The look-back study, which was conducted by campus scientists, as well as researchers from the Massachusetts Institute of Technology and NASA focused on evaluating the accuracy of climate change models from the past. Scientists examined 17 particular models between 1970 and the late 2000s.
According to lead author and campus doctoral candidate Zeke Hausfather, 10 of 17 models accurately predicted what climate conditions would be like today, while four projected too much change and three projected too little. Hausfather added that the aim of the study was to show that prior climate change models did not overestimate the impacts of greenhouse gas production.
“There’s been a common argument made by skeptics in many places that climate models overestimate warming, which is made with very little support,” Hausfather said. “We wanted to go back to the early climate models that were published, look at those forecasts and compare them to what we see today.”
In order to evaluate the models’ accuracy, researchers looked at factors, including how well the models were able to predict changes in temperature and overall greenhouse gas emissions.
One challenge with older predictions was the fact that many models struggled to estimate how much greenhouse gas would be emitted by humans over the next 30 years, according to Hausfather. He added that researchers accounted for this obstacle by looking at the change in temperature in relation to the amount of greenhouse gases emitted.
Hausfather said it was remarkable that climate change models from the 1970s were able to precisely show a model of the climate today, given their limited information.
“This is impressive for climate models in the early 1970s since the idea of global warming didn’t have much recognition yet and a lot of scientists, based on limited records, believed that the Earth is cooling,” Hausfather said.
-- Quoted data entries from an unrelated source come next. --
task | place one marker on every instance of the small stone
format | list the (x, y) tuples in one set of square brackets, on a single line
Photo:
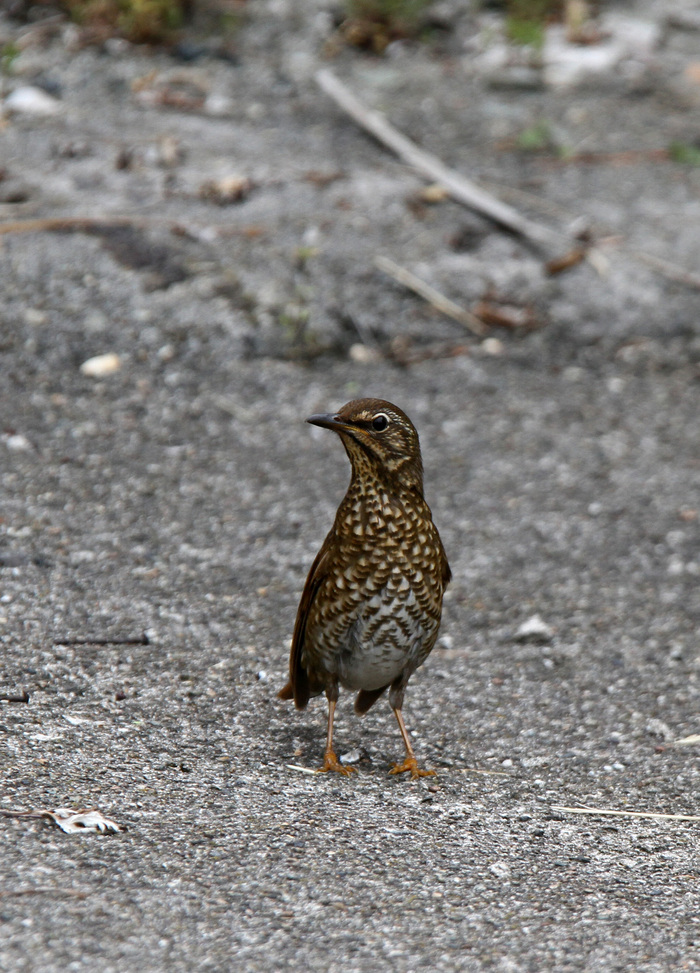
[(30, 100), (34, 317), (500, 870), (18, 442), (535, 629), (658, 728), (101, 365), (492, 346), (227, 190), (363, 354)]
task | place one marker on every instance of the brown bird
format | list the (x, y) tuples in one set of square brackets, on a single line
[(371, 606)]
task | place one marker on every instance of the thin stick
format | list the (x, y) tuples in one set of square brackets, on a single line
[(461, 189), (438, 300), (654, 815), (44, 890)]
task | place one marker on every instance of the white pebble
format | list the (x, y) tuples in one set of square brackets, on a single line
[(101, 365), (30, 100)]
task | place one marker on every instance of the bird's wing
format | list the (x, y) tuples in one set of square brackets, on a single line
[(446, 571), (298, 685)]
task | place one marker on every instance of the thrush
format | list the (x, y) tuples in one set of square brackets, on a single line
[(371, 606)]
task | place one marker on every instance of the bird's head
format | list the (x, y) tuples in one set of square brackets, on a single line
[(378, 437)]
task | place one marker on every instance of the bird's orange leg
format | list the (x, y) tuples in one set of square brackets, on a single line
[(330, 761), (410, 764)]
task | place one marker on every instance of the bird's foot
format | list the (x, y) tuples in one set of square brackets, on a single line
[(331, 762), (410, 765)]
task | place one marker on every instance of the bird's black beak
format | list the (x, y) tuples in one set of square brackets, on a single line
[(328, 420)]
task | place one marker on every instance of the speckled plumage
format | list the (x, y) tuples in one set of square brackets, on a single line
[(370, 610)]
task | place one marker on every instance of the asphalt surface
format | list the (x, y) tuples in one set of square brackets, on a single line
[(157, 523)]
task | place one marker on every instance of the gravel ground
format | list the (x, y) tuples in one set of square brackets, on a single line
[(157, 522)]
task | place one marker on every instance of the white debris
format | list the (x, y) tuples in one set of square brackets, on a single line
[(535, 629), (623, 39), (16, 441), (101, 365), (29, 100), (84, 820)]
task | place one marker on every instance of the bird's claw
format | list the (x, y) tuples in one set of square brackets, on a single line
[(331, 762)]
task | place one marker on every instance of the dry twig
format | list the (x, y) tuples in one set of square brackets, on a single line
[(461, 189), (654, 815), (434, 297)]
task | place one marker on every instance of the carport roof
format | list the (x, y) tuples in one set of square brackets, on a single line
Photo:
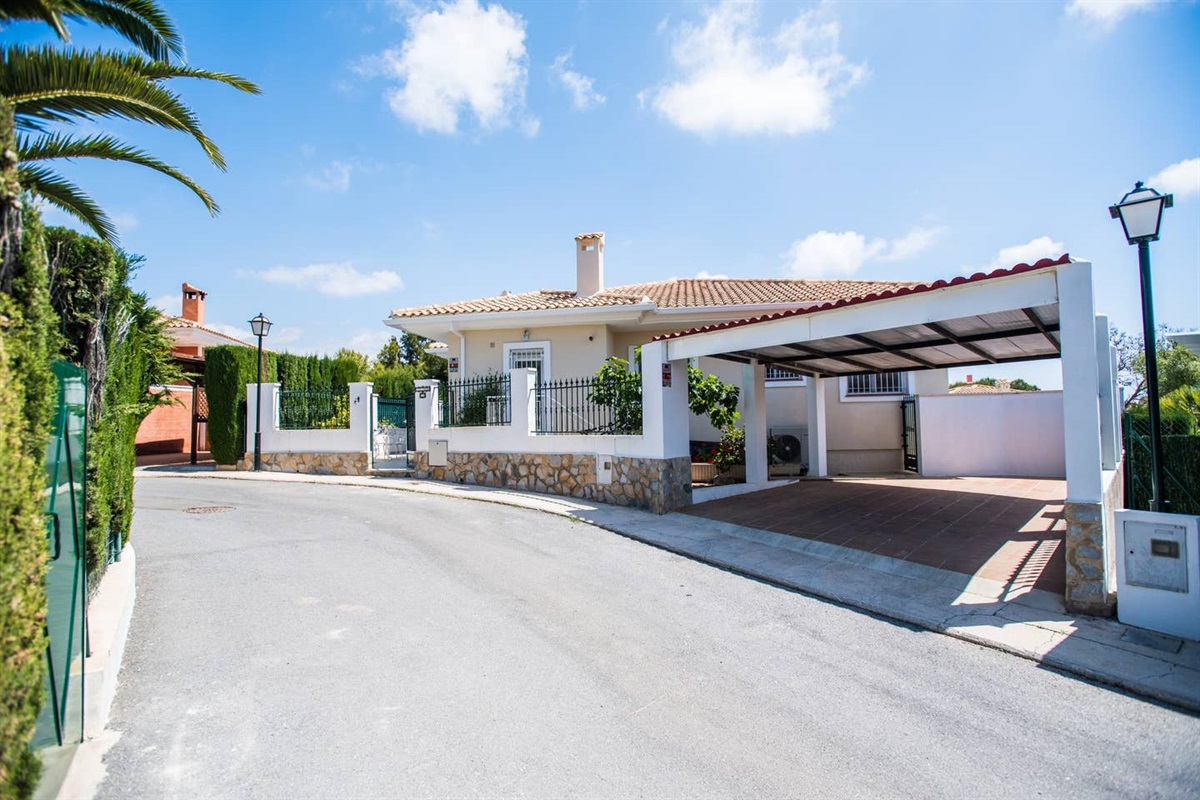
[(999, 336)]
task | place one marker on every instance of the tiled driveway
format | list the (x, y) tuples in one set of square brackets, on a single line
[(1003, 529)]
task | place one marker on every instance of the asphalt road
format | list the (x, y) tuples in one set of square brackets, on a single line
[(345, 642)]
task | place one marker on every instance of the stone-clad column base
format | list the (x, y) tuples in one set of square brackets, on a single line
[(658, 485), (1085, 560)]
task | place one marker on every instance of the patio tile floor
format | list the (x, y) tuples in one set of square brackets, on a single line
[(1006, 529)]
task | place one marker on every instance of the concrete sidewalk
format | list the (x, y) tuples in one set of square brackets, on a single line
[(1030, 624)]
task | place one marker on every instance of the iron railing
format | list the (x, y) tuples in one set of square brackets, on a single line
[(1181, 465), (309, 409), (589, 405), (877, 383), (477, 402)]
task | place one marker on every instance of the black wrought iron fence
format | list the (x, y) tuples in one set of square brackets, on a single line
[(589, 405), (307, 409), (477, 402), (1181, 464)]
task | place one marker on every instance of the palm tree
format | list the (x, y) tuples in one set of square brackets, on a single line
[(45, 86)]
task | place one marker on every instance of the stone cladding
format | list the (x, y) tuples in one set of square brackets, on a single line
[(658, 485), (311, 463)]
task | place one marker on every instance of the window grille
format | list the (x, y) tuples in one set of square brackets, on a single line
[(877, 383)]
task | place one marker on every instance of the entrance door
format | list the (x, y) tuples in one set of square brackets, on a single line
[(909, 426)]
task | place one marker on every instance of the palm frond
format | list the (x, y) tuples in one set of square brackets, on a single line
[(45, 84), (162, 70), (66, 196), (142, 22), (107, 148), (45, 11)]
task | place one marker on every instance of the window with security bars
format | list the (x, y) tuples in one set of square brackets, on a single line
[(779, 373), (877, 383)]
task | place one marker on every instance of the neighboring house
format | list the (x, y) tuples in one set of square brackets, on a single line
[(183, 427), (569, 334), (1001, 388)]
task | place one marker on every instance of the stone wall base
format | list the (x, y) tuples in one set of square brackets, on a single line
[(658, 485), (1086, 593), (311, 463)]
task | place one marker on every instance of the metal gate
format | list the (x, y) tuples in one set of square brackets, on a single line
[(909, 427), (395, 428), (60, 721)]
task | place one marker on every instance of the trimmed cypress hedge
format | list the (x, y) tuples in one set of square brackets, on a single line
[(227, 370), (28, 391)]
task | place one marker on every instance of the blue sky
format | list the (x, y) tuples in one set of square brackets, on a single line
[(412, 152)]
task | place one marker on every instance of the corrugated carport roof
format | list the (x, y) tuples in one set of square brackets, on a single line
[(1021, 334)]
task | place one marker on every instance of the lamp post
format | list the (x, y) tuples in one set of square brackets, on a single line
[(1141, 215), (261, 328)]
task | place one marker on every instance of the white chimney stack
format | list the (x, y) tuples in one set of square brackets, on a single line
[(588, 264)]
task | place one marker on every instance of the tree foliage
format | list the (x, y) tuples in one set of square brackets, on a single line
[(1177, 366), (621, 389)]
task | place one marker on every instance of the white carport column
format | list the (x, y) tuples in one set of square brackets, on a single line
[(665, 413), (1084, 509), (521, 385), (819, 457), (426, 410), (754, 407)]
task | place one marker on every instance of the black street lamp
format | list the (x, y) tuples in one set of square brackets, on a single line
[(1141, 215), (261, 328)]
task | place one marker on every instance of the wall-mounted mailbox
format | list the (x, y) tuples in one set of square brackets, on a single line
[(1158, 571)]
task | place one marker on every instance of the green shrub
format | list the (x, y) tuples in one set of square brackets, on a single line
[(22, 570), (227, 370)]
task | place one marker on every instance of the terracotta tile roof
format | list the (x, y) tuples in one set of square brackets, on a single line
[(676, 293), (984, 389), (180, 323), (904, 289)]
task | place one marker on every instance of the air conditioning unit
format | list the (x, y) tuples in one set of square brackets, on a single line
[(791, 445)]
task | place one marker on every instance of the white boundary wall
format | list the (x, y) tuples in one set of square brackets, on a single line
[(341, 440), (1012, 434)]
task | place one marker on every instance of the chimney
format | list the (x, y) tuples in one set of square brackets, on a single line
[(193, 304), (588, 264)]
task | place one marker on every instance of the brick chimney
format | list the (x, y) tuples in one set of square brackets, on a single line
[(588, 264), (193, 304)]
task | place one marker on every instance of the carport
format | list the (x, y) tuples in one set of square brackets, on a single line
[(1029, 312)]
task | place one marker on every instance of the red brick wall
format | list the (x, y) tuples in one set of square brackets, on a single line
[(168, 428)]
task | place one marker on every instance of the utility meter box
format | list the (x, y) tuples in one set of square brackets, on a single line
[(1158, 571)]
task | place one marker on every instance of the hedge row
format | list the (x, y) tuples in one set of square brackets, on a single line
[(228, 368), (27, 401)]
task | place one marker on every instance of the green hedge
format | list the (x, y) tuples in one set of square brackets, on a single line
[(227, 370), (28, 392)]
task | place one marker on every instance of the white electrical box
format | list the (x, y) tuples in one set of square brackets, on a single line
[(604, 469), (439, 451), (1158, 571)]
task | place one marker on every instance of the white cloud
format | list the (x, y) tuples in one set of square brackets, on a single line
[(334, 280), (1027, 253), (460, 58), (1181, 180), (841, 254), (1107, 13), (581, 86), (742, 80), (916, 241), (334, 178)]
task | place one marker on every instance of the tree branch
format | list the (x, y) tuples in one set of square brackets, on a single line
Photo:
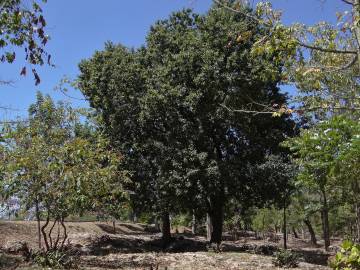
[(312, 47), (238, 11)]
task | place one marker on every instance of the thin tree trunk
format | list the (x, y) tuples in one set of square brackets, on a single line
[(65, 233), (311, 231), (114, 227), (50, 232), (284, 227), (165, 228), (44, 232), (193, 223), (37, 214), (157, 225), (357, 210), (208, 227), (295, 233), (217, 219), (325, 221)]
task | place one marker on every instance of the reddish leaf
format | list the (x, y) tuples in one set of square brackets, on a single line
[(23, 71)]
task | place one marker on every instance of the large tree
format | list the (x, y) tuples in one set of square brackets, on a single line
[(168, 106)]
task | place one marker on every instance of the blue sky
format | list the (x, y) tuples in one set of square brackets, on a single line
[(79, 27)]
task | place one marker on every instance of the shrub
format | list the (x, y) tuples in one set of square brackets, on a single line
[(56, 259), (286, 258), (348, 258)]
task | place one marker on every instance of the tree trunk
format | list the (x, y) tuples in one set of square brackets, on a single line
[(208, 227), (356, 13), (44, 232), (284, 228), (165, 228), (193, 223), (357, 210), (217, 219), (37, 214), (325, 221), (157, 225), (114, 226), (311, 231)]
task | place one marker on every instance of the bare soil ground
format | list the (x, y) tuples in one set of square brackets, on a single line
[(134, 246)]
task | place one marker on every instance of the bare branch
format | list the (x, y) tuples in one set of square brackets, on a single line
[(312, 47), (348, 2)]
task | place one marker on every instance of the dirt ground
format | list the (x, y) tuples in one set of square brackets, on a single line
[(134, 246)]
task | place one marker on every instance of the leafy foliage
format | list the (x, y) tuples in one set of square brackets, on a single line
[(23, 26), (348, 258), (286, 258), (56, 259), (48, 164), (165, 107)]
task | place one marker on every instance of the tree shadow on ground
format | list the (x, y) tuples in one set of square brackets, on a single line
[(127, 229)]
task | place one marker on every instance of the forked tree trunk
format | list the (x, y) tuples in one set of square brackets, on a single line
[(311, 231), (165, 228)]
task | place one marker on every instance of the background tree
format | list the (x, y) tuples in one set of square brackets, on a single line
[(22, 24), (49, 167), (168, 103)]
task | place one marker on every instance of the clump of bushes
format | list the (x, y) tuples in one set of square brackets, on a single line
[(286, 258), (347, 258), (56, 259)]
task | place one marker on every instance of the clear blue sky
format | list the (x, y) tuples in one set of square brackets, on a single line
[(79, 27)]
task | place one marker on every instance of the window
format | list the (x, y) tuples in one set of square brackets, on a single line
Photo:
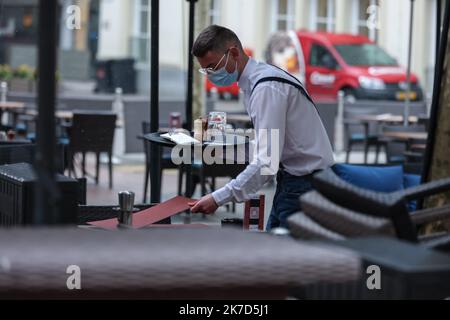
[(140, 40), (322, 15), (366, 17), (282, 15), (214, 11), (321, 57)]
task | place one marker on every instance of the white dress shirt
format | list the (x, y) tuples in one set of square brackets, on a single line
[(303, 145)]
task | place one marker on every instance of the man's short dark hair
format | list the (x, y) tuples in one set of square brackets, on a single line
[(215, 38)]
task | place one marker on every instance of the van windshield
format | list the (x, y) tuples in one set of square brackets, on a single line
[(365, 55)]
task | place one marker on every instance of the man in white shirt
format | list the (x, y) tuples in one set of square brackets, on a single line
[(277, 104)]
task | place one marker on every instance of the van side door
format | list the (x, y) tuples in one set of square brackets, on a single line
[(321, 73)]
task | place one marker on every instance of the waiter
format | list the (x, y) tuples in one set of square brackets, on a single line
[(280, 107)]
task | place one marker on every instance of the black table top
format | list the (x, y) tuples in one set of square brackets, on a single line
[(229, 139)]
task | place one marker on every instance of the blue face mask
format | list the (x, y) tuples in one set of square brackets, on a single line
[(222, 78)]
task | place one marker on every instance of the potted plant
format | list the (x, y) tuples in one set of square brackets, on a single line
[(23, 78)]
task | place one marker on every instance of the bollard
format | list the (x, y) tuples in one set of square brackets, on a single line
[(339, 124), (126, 208)]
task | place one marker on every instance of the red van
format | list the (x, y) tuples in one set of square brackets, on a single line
[(328, 62)]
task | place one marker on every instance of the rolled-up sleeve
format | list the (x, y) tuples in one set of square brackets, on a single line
[(268, 108)]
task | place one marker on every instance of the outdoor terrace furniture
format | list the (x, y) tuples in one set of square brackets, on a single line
[(338, 210), (165, 161), (24, 151), (89, 213), (397, 140), (156, 263), (358, 131), (91, 132)]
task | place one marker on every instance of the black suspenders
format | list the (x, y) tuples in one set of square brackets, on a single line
[(283, 80)]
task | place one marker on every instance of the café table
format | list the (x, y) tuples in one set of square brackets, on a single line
[(241, 120), (386, 118), (64, 116), (406, 136), (227, 141)]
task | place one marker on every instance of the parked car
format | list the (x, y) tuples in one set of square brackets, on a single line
[(329, 62), (228, 92)]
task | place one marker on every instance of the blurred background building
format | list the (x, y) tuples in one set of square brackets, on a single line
[(119, 29)]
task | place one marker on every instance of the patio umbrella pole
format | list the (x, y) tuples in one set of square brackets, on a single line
[(408, 72), (190, 76), (439, 67), (47, 193), (155, 183)]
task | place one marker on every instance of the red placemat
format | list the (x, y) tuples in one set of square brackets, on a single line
[(151, 215)]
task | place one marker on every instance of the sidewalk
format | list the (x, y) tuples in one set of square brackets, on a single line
[(129, 175)]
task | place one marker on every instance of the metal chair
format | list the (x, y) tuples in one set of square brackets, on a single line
[(396, 149), (92, 132), (359, 132)]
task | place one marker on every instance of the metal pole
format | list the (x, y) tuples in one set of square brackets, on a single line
[(439, 67), (155, 183), (46, 190), (438, 27), (190, 77), (408, 72)]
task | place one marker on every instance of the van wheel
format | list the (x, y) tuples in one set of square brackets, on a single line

While this type of research, according to the study, will lend significant credibility to both past and current climate change models, Hausfather and his coauthors plan to examine models of climate change at a more regional level — along with ocean heat models to further gauge the accuracy of past studies.
One potential obstacle in future studies is that many of the models were stored as physical copies rather than digital, according to Hausfather.
“We have to pore through countless scientific journals and magazines to find that data,” Hausfather said.